API's (Application Program Interface) have become the method by which vendors define the software interface to their products. The product could be a piece of hardware, a third party library or even an operating system.

Users of applications often need to know which API's an application relies on (for instance when purchasing hardware and software separately). Managers of development teams would probably like to know that only the defined API is being used and that the interface rules laid down in the specification are being followed (to reduce the likelyhood of their product becoming tied to a particular version, or vendors implementation of an API).

To date, those people not intimately familiar with the source code of the application have had no way of finding out what APIs are being used and if the defined API is being followed.

Now a new option has been added to OSPC (Open Systems Portability Checker). The -api option. Switching this option on, prior to processing the source of an application, will produce a listing of the API's used by the application and a summary of API specification violations.

This article discusses the issues involved in checking API usage and the type of information produced for users to examine. We adopt the conventions used in the C language.

What might an API define?

Information can be passed through an interface via function calls or external variables. To hide implementation details symbolic names (macros) are often used to represent special numeric values and structures are used to hold a collection of variables in one object.

The names of these functions, objects, macros and types are defined in one or more header files, to be included within the developers source code.

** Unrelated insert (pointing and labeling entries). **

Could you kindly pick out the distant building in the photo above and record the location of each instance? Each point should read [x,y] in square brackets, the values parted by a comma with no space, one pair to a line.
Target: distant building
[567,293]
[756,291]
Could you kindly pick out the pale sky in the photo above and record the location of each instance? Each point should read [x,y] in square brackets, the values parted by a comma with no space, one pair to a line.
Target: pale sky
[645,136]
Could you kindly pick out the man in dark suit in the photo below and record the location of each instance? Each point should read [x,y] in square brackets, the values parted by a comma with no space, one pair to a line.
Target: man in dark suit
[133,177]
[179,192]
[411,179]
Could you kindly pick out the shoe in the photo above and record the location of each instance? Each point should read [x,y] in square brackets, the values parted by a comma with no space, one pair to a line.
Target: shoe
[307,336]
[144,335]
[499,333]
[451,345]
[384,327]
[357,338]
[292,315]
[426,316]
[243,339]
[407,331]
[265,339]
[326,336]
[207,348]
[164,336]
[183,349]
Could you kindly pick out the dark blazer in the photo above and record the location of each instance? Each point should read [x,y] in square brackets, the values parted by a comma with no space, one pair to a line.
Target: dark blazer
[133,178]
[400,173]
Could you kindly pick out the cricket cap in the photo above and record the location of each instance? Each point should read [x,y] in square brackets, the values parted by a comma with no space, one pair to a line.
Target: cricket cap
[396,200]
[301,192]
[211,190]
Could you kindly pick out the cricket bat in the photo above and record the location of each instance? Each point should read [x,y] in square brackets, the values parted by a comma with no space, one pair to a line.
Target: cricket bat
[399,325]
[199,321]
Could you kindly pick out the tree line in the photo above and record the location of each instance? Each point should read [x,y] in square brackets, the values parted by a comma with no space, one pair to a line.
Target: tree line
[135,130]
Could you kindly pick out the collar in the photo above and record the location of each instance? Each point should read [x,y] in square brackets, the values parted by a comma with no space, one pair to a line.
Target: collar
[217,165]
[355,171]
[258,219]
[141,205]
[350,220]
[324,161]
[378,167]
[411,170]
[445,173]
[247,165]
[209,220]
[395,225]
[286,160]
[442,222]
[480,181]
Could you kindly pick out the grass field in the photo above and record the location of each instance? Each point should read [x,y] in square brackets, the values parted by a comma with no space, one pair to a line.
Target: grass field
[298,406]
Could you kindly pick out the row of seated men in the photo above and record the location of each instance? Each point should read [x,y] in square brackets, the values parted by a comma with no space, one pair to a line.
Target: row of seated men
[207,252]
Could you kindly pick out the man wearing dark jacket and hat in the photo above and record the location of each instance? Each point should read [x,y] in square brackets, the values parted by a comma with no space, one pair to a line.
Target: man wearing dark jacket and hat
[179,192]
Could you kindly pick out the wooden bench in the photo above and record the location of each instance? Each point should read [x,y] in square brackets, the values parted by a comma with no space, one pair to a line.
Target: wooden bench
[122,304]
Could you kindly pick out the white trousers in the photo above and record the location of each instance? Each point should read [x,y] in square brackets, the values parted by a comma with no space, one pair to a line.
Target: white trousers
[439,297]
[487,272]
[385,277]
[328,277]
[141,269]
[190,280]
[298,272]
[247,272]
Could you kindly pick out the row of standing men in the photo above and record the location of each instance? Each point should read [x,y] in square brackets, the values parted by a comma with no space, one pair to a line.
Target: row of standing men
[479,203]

To be of use the API must define more than the C syntax. It must define the properties of these names. For instance the external xyz represents a status flag and can have any of the values given by the macros A, B or C.

Which API's are used?

An API checker has to do two things to answer this question.

It needs to scan the applications source looking for all uses of external identifiers.
It needs a database of API's and the identifiers they define, against which identifiers used in an application can be matched.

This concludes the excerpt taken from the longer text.